The researcher successfully the full zero-day drive-by exploit against Fedora 25 + Google Chrome and Ubuntu 16.04 LTS, and relies on breaking out of Super Nintendo Entertainment System (SNES) emulation “via subtle cascading side effects from an emulation error.”
“full reliable 0day drive-by exploit against Fedora 25 + Google Chrome, by breaking out of Super Nintendo Entertainment System emulation via cascading side effects from a subtle and interesting emulation error.” explained Evans in a blog post.
The problem lies within the Sony SPC700 emulated processor and exploits cascading subtle side effects of an emulation hole.
The Linux GStreamer media playback framework supports the playback of SNES music files by emulating the SNES CPU and audio processor due to an agreement with Game Music Emu.
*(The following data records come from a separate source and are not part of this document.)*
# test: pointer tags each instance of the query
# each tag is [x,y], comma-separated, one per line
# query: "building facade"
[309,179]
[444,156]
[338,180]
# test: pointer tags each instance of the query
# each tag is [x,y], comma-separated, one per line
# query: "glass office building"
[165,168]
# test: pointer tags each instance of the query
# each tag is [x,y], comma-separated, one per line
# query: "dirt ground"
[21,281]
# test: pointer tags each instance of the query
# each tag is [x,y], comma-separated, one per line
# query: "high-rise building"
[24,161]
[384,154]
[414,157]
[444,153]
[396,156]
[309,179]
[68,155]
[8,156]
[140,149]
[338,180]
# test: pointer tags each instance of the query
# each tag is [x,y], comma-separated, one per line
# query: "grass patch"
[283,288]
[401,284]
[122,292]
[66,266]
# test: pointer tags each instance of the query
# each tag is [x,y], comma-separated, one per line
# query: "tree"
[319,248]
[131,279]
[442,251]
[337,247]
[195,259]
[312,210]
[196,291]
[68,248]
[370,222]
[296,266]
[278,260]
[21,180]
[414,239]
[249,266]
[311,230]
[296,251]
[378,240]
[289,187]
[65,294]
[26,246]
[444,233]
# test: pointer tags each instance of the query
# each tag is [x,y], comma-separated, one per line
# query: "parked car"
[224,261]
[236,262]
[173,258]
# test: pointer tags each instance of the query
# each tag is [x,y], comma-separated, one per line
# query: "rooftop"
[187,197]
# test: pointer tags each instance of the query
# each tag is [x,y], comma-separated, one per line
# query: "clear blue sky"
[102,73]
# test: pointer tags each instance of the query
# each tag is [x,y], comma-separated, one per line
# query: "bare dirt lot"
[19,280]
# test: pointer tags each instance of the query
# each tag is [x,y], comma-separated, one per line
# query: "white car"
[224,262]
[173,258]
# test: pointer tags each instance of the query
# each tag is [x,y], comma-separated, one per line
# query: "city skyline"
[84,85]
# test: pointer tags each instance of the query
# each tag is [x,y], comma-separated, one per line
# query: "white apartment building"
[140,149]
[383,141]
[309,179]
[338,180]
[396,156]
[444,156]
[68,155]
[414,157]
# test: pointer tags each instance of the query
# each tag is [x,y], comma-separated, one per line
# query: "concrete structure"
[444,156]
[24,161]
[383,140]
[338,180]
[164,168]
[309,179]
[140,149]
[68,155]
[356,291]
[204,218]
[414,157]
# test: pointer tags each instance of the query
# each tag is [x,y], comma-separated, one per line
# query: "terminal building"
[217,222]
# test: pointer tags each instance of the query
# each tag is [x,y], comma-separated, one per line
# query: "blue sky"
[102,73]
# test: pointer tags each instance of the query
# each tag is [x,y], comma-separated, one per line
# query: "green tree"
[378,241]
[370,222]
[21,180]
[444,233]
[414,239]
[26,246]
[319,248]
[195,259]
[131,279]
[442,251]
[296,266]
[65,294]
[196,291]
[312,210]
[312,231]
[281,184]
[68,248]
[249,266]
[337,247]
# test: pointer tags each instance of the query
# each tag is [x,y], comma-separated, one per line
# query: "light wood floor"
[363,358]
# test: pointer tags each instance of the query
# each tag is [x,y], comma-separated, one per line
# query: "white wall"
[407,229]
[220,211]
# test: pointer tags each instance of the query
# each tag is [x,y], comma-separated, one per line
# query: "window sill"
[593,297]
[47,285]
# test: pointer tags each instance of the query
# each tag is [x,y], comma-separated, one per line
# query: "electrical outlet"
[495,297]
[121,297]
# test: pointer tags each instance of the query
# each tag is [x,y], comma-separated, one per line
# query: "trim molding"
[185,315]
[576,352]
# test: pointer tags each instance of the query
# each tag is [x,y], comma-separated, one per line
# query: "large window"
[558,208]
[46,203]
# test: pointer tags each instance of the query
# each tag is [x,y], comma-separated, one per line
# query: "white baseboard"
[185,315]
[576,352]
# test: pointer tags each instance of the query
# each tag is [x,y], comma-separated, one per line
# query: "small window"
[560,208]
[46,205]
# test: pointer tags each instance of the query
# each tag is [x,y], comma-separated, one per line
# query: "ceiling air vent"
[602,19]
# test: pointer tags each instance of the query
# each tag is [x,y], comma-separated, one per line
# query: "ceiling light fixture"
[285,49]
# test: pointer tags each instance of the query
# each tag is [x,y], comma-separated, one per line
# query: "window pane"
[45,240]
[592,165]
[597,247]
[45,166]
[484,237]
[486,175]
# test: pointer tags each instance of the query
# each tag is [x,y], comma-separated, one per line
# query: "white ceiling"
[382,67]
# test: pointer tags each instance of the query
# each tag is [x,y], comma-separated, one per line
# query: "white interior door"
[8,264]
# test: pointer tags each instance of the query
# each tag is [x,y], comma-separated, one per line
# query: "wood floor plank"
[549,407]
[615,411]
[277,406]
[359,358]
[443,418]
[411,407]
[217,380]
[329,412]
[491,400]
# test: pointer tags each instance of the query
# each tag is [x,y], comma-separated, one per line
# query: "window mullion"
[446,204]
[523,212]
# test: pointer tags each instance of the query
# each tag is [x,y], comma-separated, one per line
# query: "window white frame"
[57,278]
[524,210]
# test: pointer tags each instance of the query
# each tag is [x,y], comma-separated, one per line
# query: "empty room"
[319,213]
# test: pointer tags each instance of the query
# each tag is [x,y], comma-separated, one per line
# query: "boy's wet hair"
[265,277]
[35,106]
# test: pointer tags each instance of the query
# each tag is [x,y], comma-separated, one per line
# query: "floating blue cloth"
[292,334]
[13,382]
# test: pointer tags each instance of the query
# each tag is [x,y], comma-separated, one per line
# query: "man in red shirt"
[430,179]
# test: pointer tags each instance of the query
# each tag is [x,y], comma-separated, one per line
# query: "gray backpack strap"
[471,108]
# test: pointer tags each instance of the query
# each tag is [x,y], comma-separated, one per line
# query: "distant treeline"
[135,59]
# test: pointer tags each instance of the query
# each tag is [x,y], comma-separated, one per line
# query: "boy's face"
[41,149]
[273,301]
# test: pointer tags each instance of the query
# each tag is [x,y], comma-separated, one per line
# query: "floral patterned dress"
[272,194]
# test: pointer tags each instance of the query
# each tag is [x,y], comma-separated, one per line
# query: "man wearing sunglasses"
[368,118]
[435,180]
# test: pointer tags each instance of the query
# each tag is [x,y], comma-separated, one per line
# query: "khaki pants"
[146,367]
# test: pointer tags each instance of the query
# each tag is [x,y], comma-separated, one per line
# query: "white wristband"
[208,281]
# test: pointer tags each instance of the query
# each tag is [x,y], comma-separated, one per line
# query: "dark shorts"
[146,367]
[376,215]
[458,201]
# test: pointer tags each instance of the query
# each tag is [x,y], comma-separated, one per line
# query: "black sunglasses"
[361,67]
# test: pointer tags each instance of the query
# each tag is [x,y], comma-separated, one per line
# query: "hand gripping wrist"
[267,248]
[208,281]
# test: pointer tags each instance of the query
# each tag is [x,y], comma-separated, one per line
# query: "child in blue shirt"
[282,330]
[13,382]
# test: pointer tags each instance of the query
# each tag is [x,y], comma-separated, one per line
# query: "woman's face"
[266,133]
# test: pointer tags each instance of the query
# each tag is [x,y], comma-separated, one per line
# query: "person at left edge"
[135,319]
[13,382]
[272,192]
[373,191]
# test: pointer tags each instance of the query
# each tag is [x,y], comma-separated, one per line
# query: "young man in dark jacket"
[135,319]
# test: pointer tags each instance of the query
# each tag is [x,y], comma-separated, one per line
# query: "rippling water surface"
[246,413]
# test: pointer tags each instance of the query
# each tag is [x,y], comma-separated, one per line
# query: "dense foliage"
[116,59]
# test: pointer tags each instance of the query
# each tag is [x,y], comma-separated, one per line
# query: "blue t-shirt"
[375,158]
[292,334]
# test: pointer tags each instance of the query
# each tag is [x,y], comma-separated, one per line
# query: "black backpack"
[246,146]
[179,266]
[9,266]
The emulation process supported by the Sony SPC700 processor is affected by at least two flaws, a missing X register value clamp for the MOV (X)+, A instruction, and a missing SP register value clamp for the RET1 instruction.
Evans chained the two issues for his attack, he demonstrated that it possible to compromise the target system by tricking the user into visiting a malicious web page that contains audio files encoded in the SPC music format, but saved with the. flac and. mp3 extensions.
The files work as the vector for the malicious code that loaded and executed by the victims with the same privileges as those of the current user.
The full drive-by download exploit could allow the attacker to steal personal data, including photos, videos, or documents, as well as data stored in the browser.
Evans published the following video PoC videos working on Fedora 25 and Ubuntu 16.04 LTS alongside the files needed to test the exploit.
Evans provided further details on the impact of the hack on both Linux distribution he tested, he highlighted that the general lack of sandboxing contributes to the severity of the issue.